Lo que opino es que apesta. Cualquier monopolio es malo para el negocio y para la creatividad. Vengo de la cultura punk, del DIY (do it yourself). Aprendí del hardcore en EE.UU, y mientras el harcore no era mi música favorita, ahí aprendí que si querías hacer algo, lo hacías tú mismo: organizar tu propio show, tu propia gira, lanzar tu propio disco. No había que esperar a que alguien te diera permiso, o dinero, y hacer algo por ti, había cierta idea sobre la responsabilidad.
Cuando empecé a girar en los 80, había muchos locales pequeños y extraños, de ahí vengo yo. Es emocionante llegar a un lugar donde los organizadores están entusiasmados por el show, y están dedicados a ello, es importante para ellos crear un ambiente especial, quieren que suene bien y presentar una banda que consideran relevante o interesante. Esas son las salas especiales. Pero cuando las grandes empresas están controlando y comprando los locales, se nota, la gente que allí no se interesa. Y yo pienso: «¿Por qué estás aquí?».
Para mí, se trata sobre poner al arte por sobre el dinero, a la pasión por sobre la carrera. Empecé a tocar porque amaba la música y los discos, y pensé “quiero probar hacer esto”, fue algo que me sentí motivado a hacer, que sentía que tenía que hacer. Nunca pensé en ganar dinero con esto, he ganado, lo que es bueno, pero trabajo demasiado duro para ello. Si solo quisiera hacer dinero, elegiría otra cosa. Así que cuando una empresa impone precios o controla los locales, eso es puro comercio, es capitalismo, y yo no estoy en esto por el dinero, sino por el arte.

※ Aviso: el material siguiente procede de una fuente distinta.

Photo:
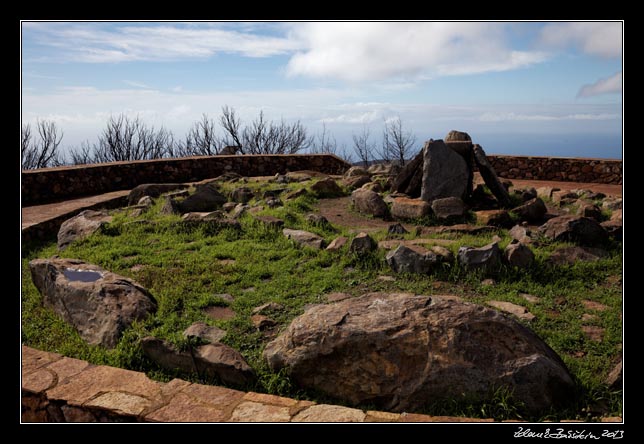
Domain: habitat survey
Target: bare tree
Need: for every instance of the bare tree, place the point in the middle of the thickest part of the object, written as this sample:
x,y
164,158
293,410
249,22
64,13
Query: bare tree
x,y
124,139
396,142
200,140
42,152
363,147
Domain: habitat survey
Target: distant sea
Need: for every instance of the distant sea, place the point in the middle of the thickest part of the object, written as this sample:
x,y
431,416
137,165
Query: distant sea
x,y
568,145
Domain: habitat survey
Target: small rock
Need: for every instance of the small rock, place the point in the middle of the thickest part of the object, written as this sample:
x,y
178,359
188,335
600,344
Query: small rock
x,y
486,258
304,238
337,243
362,243
519,255
448,207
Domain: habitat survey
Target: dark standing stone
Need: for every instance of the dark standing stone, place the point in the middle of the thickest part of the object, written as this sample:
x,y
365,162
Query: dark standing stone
x,y
490,177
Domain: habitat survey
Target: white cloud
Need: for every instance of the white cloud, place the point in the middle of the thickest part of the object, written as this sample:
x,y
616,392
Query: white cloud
x,y
96,43
612,84
378,51
595,38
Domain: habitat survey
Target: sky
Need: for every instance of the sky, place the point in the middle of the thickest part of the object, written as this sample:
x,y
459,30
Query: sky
x,y
523,88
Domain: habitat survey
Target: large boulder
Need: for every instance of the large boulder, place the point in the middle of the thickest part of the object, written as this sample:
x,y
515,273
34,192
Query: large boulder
x,y
489,176
205,198
402,352
152,190
209,360
406,208
369,202
445,173
576,229
81,226
98,303
412,260
531,211
486,258
410,179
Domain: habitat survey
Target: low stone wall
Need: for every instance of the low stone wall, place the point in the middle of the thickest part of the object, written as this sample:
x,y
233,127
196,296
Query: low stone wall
x,y
54,184
558,168
60,389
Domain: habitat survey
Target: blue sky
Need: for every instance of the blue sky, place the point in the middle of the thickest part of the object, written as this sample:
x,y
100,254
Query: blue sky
x,y
532,88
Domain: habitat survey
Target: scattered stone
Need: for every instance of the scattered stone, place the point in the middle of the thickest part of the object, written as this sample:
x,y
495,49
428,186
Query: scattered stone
x,y
81,226
327,188
268,308
369,202
152,190
412,260
614,378
531,211
589,210
362,243
612,204
580,230
445,173
98,303
205,198
210,360
304,238
570,255
295,194
409,180
352,183
494,218
487,258
519,255
270,221
401,351
406,208
261,322
448,207
397,228
205,332
514,309
490,177
337,243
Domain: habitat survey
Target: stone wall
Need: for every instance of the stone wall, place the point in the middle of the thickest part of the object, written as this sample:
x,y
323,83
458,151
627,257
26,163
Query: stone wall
x,y
558,168
53,184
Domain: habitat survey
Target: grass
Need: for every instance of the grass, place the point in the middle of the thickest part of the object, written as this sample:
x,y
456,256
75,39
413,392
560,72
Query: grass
x,y
185,269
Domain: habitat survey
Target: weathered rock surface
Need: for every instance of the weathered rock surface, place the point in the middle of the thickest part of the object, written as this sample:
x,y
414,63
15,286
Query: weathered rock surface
x,y
98,303
445,173
152,190
486,258
580,230
401,352
81,226
362,243
531,211
519,255
489,176
369,202
209,360
304,238
327,188
412,260
406,208
448,207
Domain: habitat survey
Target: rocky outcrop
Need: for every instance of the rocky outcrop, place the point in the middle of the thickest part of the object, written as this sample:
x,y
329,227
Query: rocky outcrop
x,y
579,230
81,226
402,352
98,303
445,173
210,360
369,202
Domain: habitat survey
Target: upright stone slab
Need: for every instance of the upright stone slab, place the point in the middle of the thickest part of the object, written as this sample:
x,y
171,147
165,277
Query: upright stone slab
x,y
445,173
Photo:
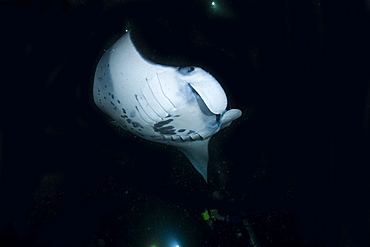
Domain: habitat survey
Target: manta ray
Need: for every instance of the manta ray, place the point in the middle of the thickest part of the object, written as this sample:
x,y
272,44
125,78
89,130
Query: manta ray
x,y
178,106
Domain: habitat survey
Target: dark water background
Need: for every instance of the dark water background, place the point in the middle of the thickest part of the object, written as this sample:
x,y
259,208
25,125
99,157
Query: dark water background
x,y
296,162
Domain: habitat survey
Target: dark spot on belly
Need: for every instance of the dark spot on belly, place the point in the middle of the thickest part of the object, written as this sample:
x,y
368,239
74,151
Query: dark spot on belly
x,y
164,130
136,124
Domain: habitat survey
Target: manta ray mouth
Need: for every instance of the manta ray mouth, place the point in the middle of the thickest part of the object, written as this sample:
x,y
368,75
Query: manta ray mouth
x,y
202,105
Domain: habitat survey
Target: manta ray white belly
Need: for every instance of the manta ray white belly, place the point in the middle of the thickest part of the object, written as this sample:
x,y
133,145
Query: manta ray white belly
x,y
182,107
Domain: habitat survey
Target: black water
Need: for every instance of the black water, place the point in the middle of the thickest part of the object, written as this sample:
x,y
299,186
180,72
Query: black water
x,y
295,164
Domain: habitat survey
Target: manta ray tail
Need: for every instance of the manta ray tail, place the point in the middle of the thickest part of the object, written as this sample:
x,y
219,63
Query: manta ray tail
x,y
197,153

Mencionaste que grabarás con Perrosky. ¿Cómo dirías que influye en tu música el viajar y conocer nuevos lugares y artistas?
Creo que viajar es bueno para cualquiera, sin importar su trabajo, no importa si estás en una banda o eres plomero. Salir de tu ciudad, viajar por el mundo, ver diferentes lugares y conocer gente distinta, ver cómo viven otras personas, es fundamental. Viajar expande la mente, y hay una razón por la que ese dicho existe.
Una de las mejores cosas de estar en una banda es haber podido viajar y conocer tantos lugares, y haber tenido la oportunidad de conocer bandas y músicos diferentes. Ha sido maravilloso, me ha influenciado y me ha abierto los ojos y los oídos a nuevas formas de vivir, pensar y expresarse.
Para cerrar, ¿algún mensaje para tus fans chilenos?
¡Aguanten, que ya llego! Tengo muchas ganas de volver, de tocar el show. Vengan a vernos, será una noche inolvidable. Y lleguen temprano para ver a Perrosky.